L'avenir, c'est d'optimiser. Ce samedi, on est très satisfaits, on est contents mais ce n'est pas du tout ce qu'on veut faire. Il faut être lucide. Aujourd'hui, ce qui était important, c'est de voir si les bases sont là ou non. Ce soir, je peux le dire, les bases sont plus que là. C'est la première fois sur un territoire où j'ai des élus qui sont autant concernés. Ce matin, les élus ont mis les tables sur la ligne d'arrivée. Ils ont fait la course avec moi. Ils me disent, on va essayer et changer telle ou telle chose. C'est ça qui est bien. Les élus ne vont pas attendre janvier. On va se rencontrer en septembre. On va poser les bases. L'objectif l'année prochaine est d'optimiser tout ça. Déjà, on a inversé ce qu'on traverse depuis deux ans avec le Covid. On retrouve une course qui commence à avoir du potentiel et à pouvoir se développer.

Ces derniers jours, certains ont dit que tu avais tué le Tour de Savoie-Mont-Blanc. Qu’as-tu envie de leur dire ?
On ne peut pas être satisfait de lire ça, on le vit mal. Quand je vois certaines personnes.... Il y a 5000 abonnés sur la page Facebook de la course.

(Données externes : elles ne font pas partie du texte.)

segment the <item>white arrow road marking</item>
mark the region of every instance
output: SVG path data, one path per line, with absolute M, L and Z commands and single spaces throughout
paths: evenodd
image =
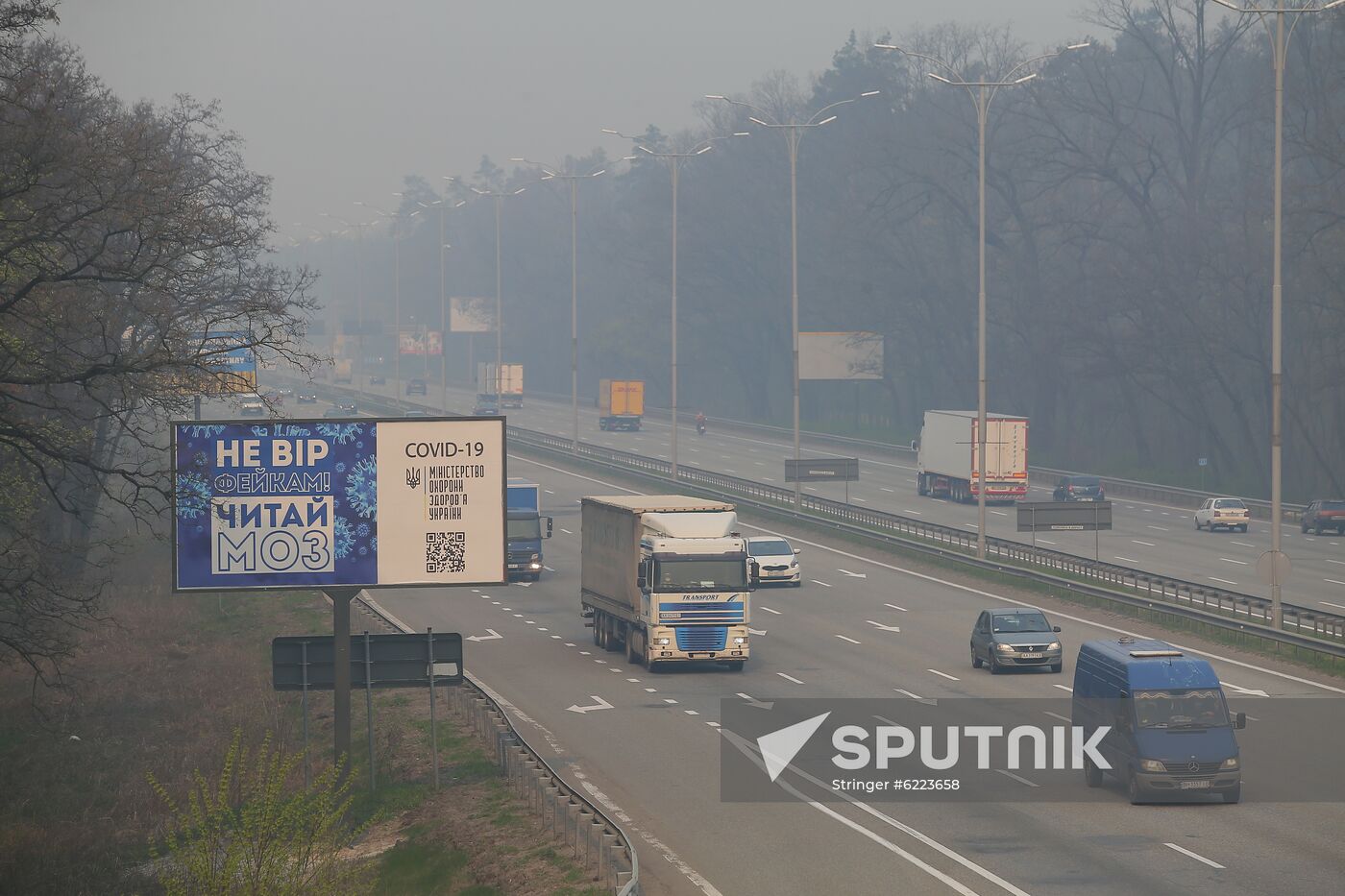
M 1232 687 L 1239 694 L 1247 694 L 1248 697 L 1270 697 L 1270 694 L 1267 694 L 1264 690 L 1254 690 L 1251 687 L 1239 687 L 1237 685 L 1233 685 L 1233 683 L 1227 682 L 1227 681 L 1225 682 L 1220 682 L 1220 683 L 1224 687 Z
M 607 702 L 597 694 L 589 694 L 589 698 L 596 700 L 597 702 L 593 704 L 592 706 L 580 706 L 578 704 L 574 704 L 572 706 L 566 706 L 565 708 L 566 712 L 578 713 L 580 716 L 582 716 L 584 713 L 590 713 L 596 709 L 612 709 L 612 704 Z
M 1182 849 L 1182 848 L 1181 848 L 1181 846 L 1178 846 L 1177 844 L 1163 844 L 1163 846 L 1166 846 L 1167 849 L 1176 849 L 1176 850 L 1177 850 L 1178 853 L 1181 853 L 1182 856 L 1186 856 L 1186 857 L 1189 857 L 1189 858 L 1194 858 L 1194 860 L 1196 860 L 1197 862 L 1205 862 L 1205 864 L 1206 864 L 1206 865 L 1209 865 L 1210 868 L 1223 868 L 1223 865 L 1220 865 L 1219 862 L 1216 862 L 1216 861 L 1212 861 L 1212 860 L 1209 860 L 1209 858 L 1205 858 L 1204 856 L 1200 856 L 1200 854 L 1197 854 L 1197 853 L 1193 853 L 1193 852 L 1190 852 L 1189 849 Z

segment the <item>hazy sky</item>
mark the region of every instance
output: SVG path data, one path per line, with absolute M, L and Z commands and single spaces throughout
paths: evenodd
M 702 94 L 824 70 L 851 28 L 1007 20 L 1053 44 L 1085 31 L 1087 3 L 63 0 L 56 32 L 124 100 L 219 100 L 274 178 L 281 231 L 303 237 L 320 211 L 395 204 L 404 174 L 621 153 L 600 128 L 694 124 Z

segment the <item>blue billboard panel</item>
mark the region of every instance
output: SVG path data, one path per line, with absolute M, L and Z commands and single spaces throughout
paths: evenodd
M 175 589 L 504 580 L 499 418 L 179 422 L 174 436 Z

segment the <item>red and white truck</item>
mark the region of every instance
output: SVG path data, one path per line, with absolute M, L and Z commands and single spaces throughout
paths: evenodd
M 927 410 L 916 452 L 916 491 L 976 499 L 979 439 L 975 410 Z M 986 500 L 1028 495 L 1028 418 L 986 414 Z

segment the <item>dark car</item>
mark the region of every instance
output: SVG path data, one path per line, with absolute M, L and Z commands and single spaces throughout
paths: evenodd
M 1040 609 L 983 609 L 971 630 L 971 667 L 983 663 L 991 675 L 1037 666 L 1057 673 L 1063 662 L 1059 631 Z
M 1107 500 L 1098 476 L 1061 476 L 1053 500 Z
M 1345 500 L 1314 500 L 1307 505 L 1303 510 L 1303 531 L 1309 529 L 1318 535 L 1326 529 L 1345 535 Z

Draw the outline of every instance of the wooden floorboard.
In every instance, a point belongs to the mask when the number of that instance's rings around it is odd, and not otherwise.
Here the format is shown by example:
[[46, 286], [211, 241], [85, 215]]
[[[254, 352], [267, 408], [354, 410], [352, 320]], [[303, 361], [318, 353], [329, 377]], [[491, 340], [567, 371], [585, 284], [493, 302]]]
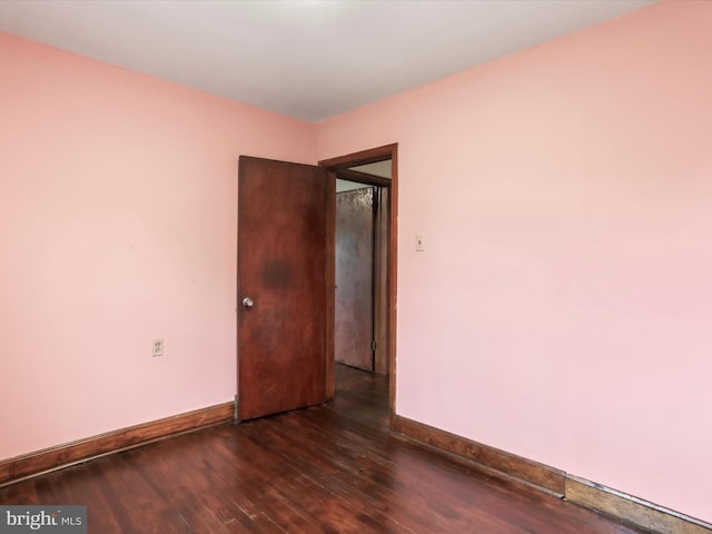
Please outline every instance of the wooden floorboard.
[[109, 533], [640, 534], [388, 432], [387, 380], [336, 366], [336, 399], [228, 424], [0, 488], [85, 504]]

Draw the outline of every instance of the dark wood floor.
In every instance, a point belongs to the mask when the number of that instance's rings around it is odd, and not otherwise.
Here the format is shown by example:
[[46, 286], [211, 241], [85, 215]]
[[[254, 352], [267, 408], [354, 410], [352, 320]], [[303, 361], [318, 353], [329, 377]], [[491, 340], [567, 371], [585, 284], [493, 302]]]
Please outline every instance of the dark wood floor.
[[337, 399], [221, 425], [0, 488], [86, 504], [105, 533], [641, 533], [387, 431], [386, 380], [337, 366]]

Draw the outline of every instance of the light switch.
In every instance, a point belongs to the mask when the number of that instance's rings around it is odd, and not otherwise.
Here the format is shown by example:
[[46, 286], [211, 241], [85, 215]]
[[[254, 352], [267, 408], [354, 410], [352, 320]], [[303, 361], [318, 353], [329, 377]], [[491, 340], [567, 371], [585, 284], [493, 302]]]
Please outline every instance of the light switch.
[[425, 240], [423, 239], [423, 236], [419, 234], [415, 235], [415, 251], [416, 253], [423, 253], [425, 250]]

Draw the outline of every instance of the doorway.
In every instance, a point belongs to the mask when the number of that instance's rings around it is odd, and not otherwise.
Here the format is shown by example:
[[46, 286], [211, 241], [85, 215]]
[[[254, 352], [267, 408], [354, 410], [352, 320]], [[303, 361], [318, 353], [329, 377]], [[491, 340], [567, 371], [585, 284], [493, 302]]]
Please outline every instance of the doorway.
[[[335, 199], [335, 229], [339, 227], [339, 205], [352, 218], [360, 220], [362, 228], [348, 236], [342, 247], [347, 253], [339, 258], [339, 236], [336, 243], [336, 352], [358, 352], [357, 360], [347, 365], [387, 376], [388, 411], [395, 413], [395, 273], [396, 273], [396, 199], [397, 145], [319, 161], [337, 179]], [[354, 192], [350, 192], [354, 191]], [[369, 211], [370, 209], [370, 211]], [[347, 217], [348, 218], [348, 217]], [[360, 248], [360, 259], [356, 250]], [[357, 266], [348, 276], [339, 278], [339, 259]], [[355, 273], [355, 274], [354, 274]], [[339, 293], [339, 283], [342, 285]], [[347, 287], [349, 286], [350, 287]], [[339, 310], [339, 298], [347, 296], [347, 314]], [[340, 315], [342, 314], [342, 315]], [[340, 316], [340, 318], [339, 318]], [[339, 324], [339, 323], [346, 323]], [[342, 332], [339, 332], [342, 328]], [[344, 355], [342, 355], [344, 356]], [[350, 357], [350, 356], [349, 356]], [[343, 360], [336, 355], [335, 360]], [[335, 362], [327, 363], [327, 388], [335, 394]]]

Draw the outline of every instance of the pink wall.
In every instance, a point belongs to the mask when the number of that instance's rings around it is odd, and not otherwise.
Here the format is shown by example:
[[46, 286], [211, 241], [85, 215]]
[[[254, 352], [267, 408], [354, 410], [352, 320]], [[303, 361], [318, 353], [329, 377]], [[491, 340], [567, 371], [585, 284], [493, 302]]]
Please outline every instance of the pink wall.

Il y a 26 commentaires dont ces quatre personnes qui ne font plus partie de l'organisation. Il faut relativiser tout ça. Après, je comprends les gens qui sont déçus car ce n'est plus ce qu'ils ont connu. Mais est-ce que le gars qui a gagné le Tour de France il y a 20 ans se retrouve aujourd’hui dans le Tour de France ? J'organise le Grand Prix de France de Formule 1. Est-ce que le gars qui a suivi la carrière de Prost se retrouve dans celle de Verstappen ? Je ne pense pas. Je trouve que c'est juste dur car rien ne me pousse à le faire. Je n'ai aucun intérêt à prendre ça. Ça fait deux ans qu'on aurait pu dire non. Beaucoup l'ont fait et ont eu raison parce que derrière, c'est dur et il faut l'assumer. Ça te touche parce tu en chies et tu as envie de leur dire "venez". On a remplacé certaines personnes à certains postes de l'organisation. Je ne veux cibler personne pour ne pas que ça aille encore dans tous les sens sur les réseaux. Tu as des jalousies etc... Ce qui était marrant, c'est qu'une des personnes qui nous a critiqués hier nous a envoyé ce matin un super message pour nous féliciter de cette belle course. C'est vrai que ça t'empêche de dormir mais c'est la vie. Avec Bernard Tapie, je me suis lancé là-dedans, et lui, il n'y a pas que des gens qui l'ont aimé. Il faut relativiser et apprendre à vivre avec ça.